Diario – Autunno: 29) Che corre attraverso il delirio

Bruciano queste ore notturne, le ultime di un disagio stagionale che comprime i ricordi. La memoria sciampia il futuro, ombra dopo ombra, nella solitudine delle ore notturne. Dalla solitudine si affranca il ricordo di un vortice di foglie, si riproduce un’aggregazione di semi. Dallo scheletro della collina, come un gesto sbagliato, in simbiosi fredda col passato, una richiesta di contatto, come una preghiera che supera la prudenza e l’estinzione bianca. E lo scintillio tra gli alberi spogli è il nulla del senso in una neve impossibile. Nell’autunno circolare, che è inverno incipiente e orlo eroso del cammino, s’insinuano l’inerzia bianca e il cuore duro della lingua. In particelle grossolane, l’acqua levita quasi astratta appuzzando le pareti del mondo. Una specie nuova di volgarità blu comprime la pelle e spoglia le forme in un sentiero cinerino da cui si slarga, sontuoso, il calore o, forse, un delirio.

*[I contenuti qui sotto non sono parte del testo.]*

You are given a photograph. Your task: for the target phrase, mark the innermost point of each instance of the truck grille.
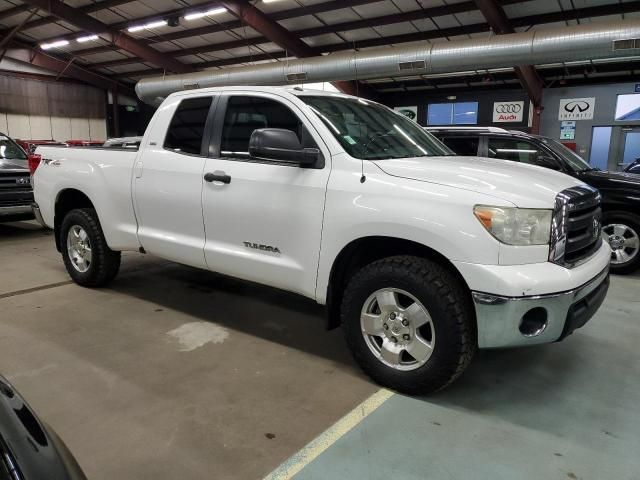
(577, 226)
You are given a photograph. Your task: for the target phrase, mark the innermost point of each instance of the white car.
(420, 255)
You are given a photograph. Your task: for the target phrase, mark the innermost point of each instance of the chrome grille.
(576, 231)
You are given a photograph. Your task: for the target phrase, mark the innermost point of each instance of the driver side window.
(245, 114)
(517, 150)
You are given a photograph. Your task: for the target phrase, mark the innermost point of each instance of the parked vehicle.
(29, 448)
(123, 142)
(16, 195)
(85, 143)
(30, 146)
(633, 167)
(620, 191)
(422, 256)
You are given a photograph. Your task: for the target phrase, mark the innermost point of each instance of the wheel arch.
(68, 199)
(365, 250)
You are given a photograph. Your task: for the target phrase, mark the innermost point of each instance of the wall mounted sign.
(576, 108)
(504, 112)
(568, 130)
(410, 112)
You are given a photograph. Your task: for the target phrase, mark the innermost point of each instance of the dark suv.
(16, 194)
(620, 191)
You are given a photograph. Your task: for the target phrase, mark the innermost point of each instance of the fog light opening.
(533, 322)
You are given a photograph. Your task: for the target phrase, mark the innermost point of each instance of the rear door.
(265, 224)
(168, 181)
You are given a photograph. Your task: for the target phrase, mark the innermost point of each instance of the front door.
(263, 219)
(168, 182)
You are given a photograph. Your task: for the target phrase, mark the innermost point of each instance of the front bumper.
(529, 320)
(37, 214)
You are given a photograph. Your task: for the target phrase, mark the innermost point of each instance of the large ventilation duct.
(580, 42)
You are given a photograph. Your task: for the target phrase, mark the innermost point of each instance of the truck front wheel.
(88, 259)
(409, 323)
(623, 233)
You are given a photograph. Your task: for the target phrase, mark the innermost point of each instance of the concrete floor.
(178, 373)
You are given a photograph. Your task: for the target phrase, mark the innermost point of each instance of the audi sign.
(504, 112)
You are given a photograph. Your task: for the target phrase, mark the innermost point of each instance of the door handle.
(138, 169)
(217, 176)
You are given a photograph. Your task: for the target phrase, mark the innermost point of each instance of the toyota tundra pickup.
(420, 255)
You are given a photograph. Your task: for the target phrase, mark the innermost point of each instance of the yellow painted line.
(314, 449)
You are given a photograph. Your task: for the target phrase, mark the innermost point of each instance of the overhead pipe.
(552, 45)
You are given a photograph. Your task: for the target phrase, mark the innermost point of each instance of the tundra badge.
(259, 246)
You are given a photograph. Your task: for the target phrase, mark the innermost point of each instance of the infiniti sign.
(576, 109)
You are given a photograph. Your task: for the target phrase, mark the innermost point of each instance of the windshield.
(369, 131)
(572, 159)
(9, 150)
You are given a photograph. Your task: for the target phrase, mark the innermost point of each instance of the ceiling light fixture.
(87, 38)
(59, 43)
(137, 28)
(197, 15)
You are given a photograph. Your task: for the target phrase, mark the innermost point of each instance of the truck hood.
(523, 185)
(611, 180)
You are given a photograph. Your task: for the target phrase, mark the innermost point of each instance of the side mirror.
(547, 162)
(281, 145)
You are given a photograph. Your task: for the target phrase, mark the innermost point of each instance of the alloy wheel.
(624, 243)
(79, 248)
(398, 329)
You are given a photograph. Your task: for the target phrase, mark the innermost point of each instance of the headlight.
(516, 226)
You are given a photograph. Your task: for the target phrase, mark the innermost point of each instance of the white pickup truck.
(422, 256)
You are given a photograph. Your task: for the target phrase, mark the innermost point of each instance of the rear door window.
(514, 149)
(467, 146)
(186, 131)
(245, 114)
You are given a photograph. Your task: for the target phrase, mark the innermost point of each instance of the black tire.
(105, 262)
(449, 304)
(629, 220)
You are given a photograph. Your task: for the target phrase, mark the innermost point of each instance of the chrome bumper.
(15, 210)
(520, 321)
(36, 213)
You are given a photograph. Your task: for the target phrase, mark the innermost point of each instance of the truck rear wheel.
(623, 233)
(409, 323)
(88, 259)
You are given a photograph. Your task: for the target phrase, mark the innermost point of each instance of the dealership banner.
(576, 108)
(508, 112)
(409, 112)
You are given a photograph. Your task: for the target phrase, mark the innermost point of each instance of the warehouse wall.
(604, 114)
(40, 109)
(485, 98)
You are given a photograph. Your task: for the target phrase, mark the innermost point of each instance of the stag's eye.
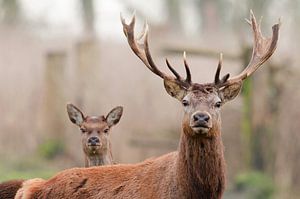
(185, 103)
(218, 104)
(83, 130)
(106, 130)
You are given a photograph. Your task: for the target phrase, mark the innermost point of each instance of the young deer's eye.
(218, 104)
(185, 103)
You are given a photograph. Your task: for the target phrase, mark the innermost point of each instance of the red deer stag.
(196, 170)
(95, 142)
(95, 134)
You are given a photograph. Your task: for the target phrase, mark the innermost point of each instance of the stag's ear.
(75, 115)
(174, 89)
(114, 116)
(231, 91)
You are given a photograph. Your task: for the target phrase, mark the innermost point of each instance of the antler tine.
(263, 48)
(173, 70)
(141, 50)
(188, 78)
(219, 81)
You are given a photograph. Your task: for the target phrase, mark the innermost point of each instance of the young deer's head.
(202, 102)
(95, 130)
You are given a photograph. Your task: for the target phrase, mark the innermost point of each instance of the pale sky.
(61, 16)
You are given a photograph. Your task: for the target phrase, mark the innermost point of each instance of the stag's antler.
(263, 48)
(143, 52)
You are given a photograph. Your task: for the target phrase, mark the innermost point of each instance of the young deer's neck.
(201, 167)
(99, 159)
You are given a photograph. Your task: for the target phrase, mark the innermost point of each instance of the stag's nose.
(93, 141)
(200, 119)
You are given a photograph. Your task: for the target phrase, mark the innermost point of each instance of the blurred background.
(53, 52)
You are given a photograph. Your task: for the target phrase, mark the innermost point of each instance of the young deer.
(196, 170)
(95, 134)
(95, 142)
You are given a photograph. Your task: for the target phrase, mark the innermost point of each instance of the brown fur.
(9, 189)
(195, 171)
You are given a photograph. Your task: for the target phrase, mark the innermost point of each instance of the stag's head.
(95, 129)
(202, 102)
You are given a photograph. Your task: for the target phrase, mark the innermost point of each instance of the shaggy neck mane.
(201, 167)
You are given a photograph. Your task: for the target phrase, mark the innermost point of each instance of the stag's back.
(149, 179)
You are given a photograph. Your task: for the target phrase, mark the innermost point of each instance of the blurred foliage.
(256, 185)
(31, 167)
(51, 148)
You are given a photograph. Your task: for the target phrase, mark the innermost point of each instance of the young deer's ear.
(114, 116)
(174, 89)
(231, 91)
(75, 115)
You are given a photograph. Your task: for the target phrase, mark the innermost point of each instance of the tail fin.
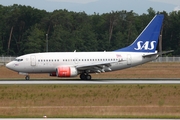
(148, 39)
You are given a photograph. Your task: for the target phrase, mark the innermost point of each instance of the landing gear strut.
(27, 77)
(85, 76)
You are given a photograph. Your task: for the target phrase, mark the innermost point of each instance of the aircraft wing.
(97, 67)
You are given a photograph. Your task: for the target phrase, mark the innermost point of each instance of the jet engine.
(66, 72)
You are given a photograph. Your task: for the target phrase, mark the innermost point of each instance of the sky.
(99, 6)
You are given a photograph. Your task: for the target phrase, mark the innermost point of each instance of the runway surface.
(152, 81)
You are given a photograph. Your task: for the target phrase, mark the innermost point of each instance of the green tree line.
(24, 29)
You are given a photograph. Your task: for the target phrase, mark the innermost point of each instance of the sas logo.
(145, 46)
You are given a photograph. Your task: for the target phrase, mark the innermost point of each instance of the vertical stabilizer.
(147, 41)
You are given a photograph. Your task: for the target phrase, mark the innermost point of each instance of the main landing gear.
(27, 77)
(85, 76)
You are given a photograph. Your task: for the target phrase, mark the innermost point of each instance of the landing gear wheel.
(27, 77)
(84, 76)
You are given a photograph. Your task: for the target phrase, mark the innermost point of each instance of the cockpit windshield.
(19, 60)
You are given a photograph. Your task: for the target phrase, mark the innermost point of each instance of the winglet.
(148, 39)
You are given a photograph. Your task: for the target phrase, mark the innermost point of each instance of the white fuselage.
(48, 62)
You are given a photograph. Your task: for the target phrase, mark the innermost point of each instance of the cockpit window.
(19, 60)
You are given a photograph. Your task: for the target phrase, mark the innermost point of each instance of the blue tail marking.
(148, 39)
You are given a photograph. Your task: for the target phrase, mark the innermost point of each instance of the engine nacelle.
(66, 72)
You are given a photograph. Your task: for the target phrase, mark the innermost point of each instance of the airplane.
(71, 64)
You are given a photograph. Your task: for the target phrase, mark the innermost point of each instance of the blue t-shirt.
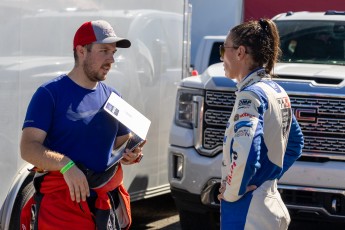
(75, 121)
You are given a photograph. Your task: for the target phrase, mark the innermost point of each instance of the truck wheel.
(198, 221)
(25, 193)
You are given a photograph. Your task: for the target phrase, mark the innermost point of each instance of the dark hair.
(261, 39)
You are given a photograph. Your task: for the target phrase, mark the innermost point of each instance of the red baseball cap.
(98, 31)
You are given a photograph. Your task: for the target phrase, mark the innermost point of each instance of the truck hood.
(213, 78)
(292, 76)
(317, 73)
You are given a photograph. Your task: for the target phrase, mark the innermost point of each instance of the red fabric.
(57, 211)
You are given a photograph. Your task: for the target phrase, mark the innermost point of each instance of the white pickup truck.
(313, 74)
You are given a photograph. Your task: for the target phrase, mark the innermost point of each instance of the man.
(69, 137)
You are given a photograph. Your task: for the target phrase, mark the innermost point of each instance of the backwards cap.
(98, 32)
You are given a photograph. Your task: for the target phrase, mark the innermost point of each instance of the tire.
(25, 193)
(199, 221)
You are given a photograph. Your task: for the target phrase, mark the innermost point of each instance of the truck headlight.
(186, 114)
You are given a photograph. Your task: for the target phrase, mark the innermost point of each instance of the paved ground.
(160, 213)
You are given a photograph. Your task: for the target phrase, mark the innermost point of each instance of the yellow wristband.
(67, 167)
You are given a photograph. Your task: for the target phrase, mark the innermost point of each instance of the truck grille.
(322, 121)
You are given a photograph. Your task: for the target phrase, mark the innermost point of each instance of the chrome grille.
(326, 135)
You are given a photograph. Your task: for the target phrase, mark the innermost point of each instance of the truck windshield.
(314, 42)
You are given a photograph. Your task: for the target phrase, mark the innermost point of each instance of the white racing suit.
(262, 140)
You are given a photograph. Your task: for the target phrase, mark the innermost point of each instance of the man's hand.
(77, 184)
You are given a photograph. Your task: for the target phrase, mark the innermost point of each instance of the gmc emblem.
(305, 114)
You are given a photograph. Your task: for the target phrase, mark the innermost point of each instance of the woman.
(262, 139)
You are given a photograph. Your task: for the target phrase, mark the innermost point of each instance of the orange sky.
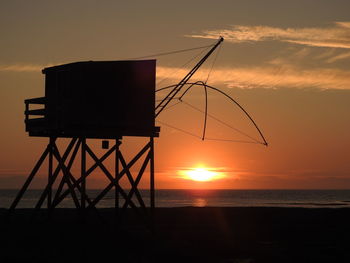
(287, 64)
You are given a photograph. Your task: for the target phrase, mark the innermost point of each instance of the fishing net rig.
(178, 91)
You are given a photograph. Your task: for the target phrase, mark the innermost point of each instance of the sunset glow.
(201, 174)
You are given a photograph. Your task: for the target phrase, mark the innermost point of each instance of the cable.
(222, 122)
(183, 66)
(172, 52)
(212, 66)
(181, 130)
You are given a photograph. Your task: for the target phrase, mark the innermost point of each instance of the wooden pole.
(83, 168)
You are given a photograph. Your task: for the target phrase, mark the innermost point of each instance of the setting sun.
(201, 174)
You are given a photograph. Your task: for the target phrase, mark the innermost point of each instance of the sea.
(205, 198)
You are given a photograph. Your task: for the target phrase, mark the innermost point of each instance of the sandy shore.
(258, 234)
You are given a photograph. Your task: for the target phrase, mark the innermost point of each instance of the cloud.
(23, 67)
(273, 76)
(338, 57)
(335, 36)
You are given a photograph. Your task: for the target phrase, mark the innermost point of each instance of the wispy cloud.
(338, 57)
(23, 67)
(335, 36)
(273, 76)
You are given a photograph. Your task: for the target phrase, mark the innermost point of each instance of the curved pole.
(200, 83)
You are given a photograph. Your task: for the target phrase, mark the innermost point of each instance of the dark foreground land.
(239, 235)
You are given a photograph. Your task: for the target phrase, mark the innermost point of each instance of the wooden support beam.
(29, 179)
(55, 174)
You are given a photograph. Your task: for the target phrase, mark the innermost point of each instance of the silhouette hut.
(93, 99)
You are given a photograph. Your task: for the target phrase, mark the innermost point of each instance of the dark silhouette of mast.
(160, 107)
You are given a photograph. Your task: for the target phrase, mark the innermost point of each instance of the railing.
(36, 112)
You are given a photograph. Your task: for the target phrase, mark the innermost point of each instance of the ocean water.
(207, 198)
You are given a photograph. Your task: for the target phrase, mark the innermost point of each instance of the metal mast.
(160, 107)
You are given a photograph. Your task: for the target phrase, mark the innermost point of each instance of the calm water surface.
(202, 198)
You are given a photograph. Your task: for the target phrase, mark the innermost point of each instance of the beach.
(187, 234)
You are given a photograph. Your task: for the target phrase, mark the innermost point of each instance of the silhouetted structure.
(102, 100)
(96, 100)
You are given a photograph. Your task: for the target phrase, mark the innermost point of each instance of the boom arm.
(161, 106)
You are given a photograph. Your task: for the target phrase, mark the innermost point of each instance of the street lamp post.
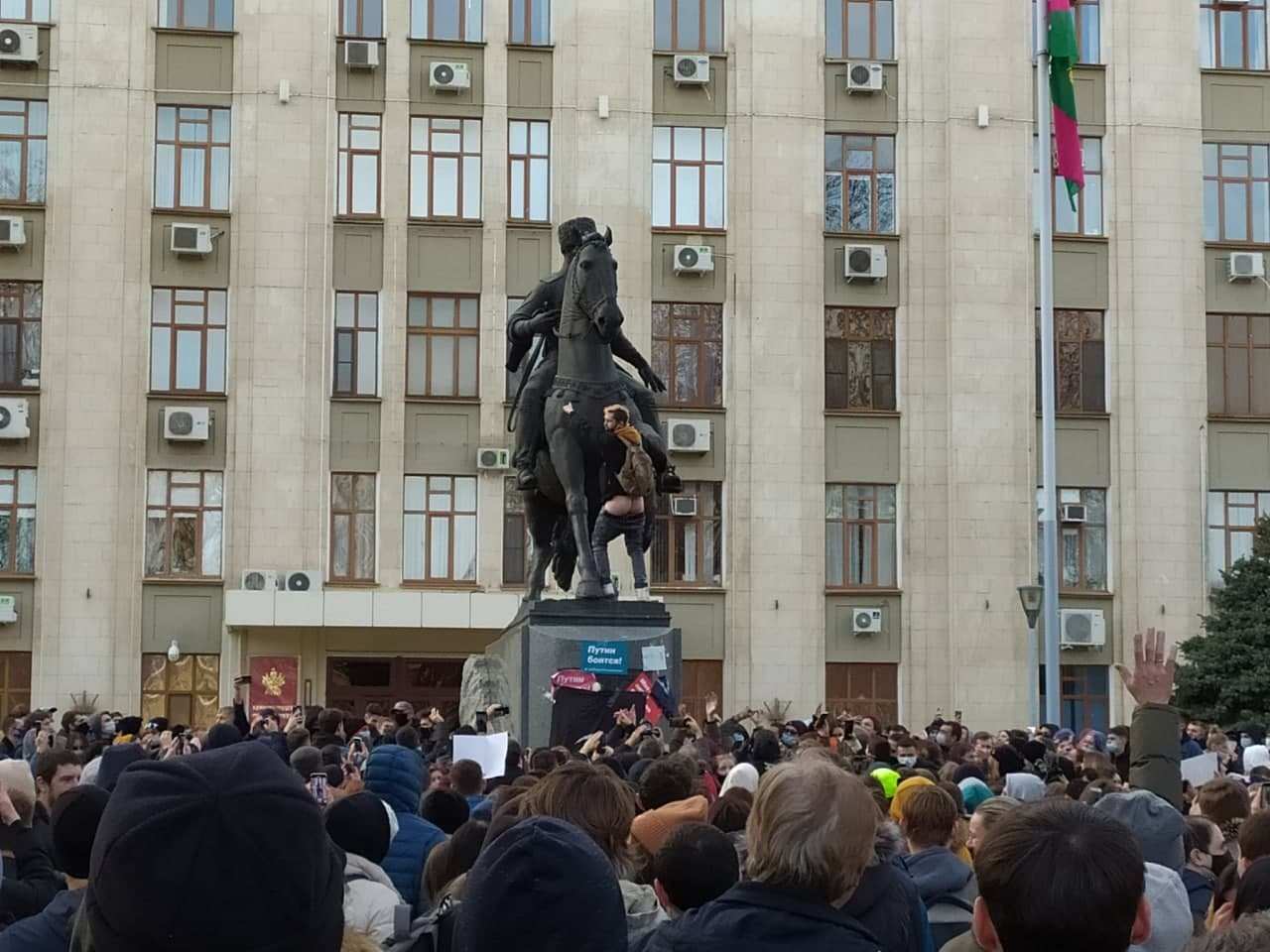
(1032, 598)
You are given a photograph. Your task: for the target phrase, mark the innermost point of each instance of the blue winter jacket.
(395, 775)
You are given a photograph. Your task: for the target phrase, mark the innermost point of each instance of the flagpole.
(1046, 268)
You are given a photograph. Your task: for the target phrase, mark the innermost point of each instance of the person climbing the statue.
(627, 479)
(540, 315)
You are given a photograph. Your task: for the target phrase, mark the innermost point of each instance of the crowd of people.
(327, 832)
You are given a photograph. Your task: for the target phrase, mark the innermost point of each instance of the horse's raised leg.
(570, 463)
(540, 518)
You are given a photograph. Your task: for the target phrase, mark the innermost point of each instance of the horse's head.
(592, 287)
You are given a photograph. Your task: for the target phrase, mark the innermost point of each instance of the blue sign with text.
(603, 656)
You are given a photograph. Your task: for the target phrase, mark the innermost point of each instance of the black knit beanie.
(235, 815)
(359, 824)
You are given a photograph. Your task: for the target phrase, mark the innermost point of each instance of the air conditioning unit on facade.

«Dopo la collina, la gioia ariosa delle ore pellegrine illuminava di luce meridiana la città già invasa di antenne e cavi e panni stesi e voci familiari che rovinavano verso l’ignoto. Nell’età del primo amore cadevo nel tuo sguardo e il dolore mi indirizzava agli oggetti di fuga, al piacere della resa. Mi trascinavo solo, arroccandomi, ma un giorno provai a uscire con i miei occhiali neri e la faccia scomposta, la camicia larga del dissenso, sicuro soltanto della mia scomparsa e dell’incontinenza implacabile dell’adolescenza. Tra i marosi degli umori, la pelle esposta come un uccello in trappola, camminavo nascosto nel tendaggio dei vivi e i morti emergevano increspando la superficie del respiro. Nelle assenze sepolcrali e nei futuri-fantasma, avanzavo tra le macerie di un luogo già scomparso, un acquitrino di materia urbana che aveva cancellato la collina, spalancando la periferia e la scuola che divorava tutti i giorni. Respiravo il richiamo del sesso che ingrommava il desiderio di un corpo naufragato. Procedevo per raggiungere lo spettro capovolto e infitto che fissava una persona irripetibile, un affare col corpo del vento, una raffica che partiva da lontano per fare cadere la maschera che imborsava l’insegna blasonata della stirpe, perché una propaggine filiale esorcizzava la paura della fine, creando la coscienza dell’inappartenenza».

Calore morto riverberante sull’acqua, mentre l’aria sconvolta come un destino freddo, si prepara all’autunno invernale.